Saturday, March 20, 2010

How to play the role of Onegin

But to be able to dissect a character in your mind does not mean that you are a talented actor. There are many actors who can analyse their parts very well, but are unable to play them satisfactorily. You can learn nothing in the art of acting except the bare text or the notes. All you can do is to put the little word 'if' in the circle of your attention with the help of your thoughts and your imagination before the start of your creative work and in this way begin to live with the images of your inner life....

If I am Onyegin, how do I arrive at the country house of the Larins on my first visit? Do I represent a pompous, starchy coxcomb who, in appearing before an audience, is afraid to forfeit his reputation and the dignity of a leading actor who is used to be met with applause on his entrance as 'darling' Onyegin?

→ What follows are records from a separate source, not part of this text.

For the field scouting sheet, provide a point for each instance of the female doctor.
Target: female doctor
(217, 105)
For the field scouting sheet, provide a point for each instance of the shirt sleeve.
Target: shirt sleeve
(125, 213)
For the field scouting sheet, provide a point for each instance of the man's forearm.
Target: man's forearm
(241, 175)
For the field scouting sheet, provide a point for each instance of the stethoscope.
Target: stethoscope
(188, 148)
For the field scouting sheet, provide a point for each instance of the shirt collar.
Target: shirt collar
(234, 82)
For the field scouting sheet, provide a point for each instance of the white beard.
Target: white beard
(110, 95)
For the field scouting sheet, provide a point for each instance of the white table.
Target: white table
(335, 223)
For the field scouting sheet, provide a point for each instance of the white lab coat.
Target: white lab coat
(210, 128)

Such an actor will, while waiting for his cue in the wings, have thought a hundred times how his voice sound that night, having already tried how he would 'take' the word 'dreams' in the third scene;' he is constantly worried about his appearance, but he has forgotten the most important thing of all: he has forgotten that it was not in his dressing room that he put on his make-up, that he was really living in the country, that Lensky was the dearest person he had met since he had begun leading the life of a bored country squire, that his friendship with Lensky had started before his visit to the Larins, that he was not anxious to meet Lensky's friends, his fiancee's family, that it is they who are the living thoughts-images, invisible to anyone but himself, with whom his creative imagination will people the circle of his public solitude in the subsequent stages of his life on the stage that night. And it is them he has to scrutinise attentively, physically, at his first entrance.

Stanislavsky on the Art of the Stage by Konstantin Stanislavsky. 1986. Page 149.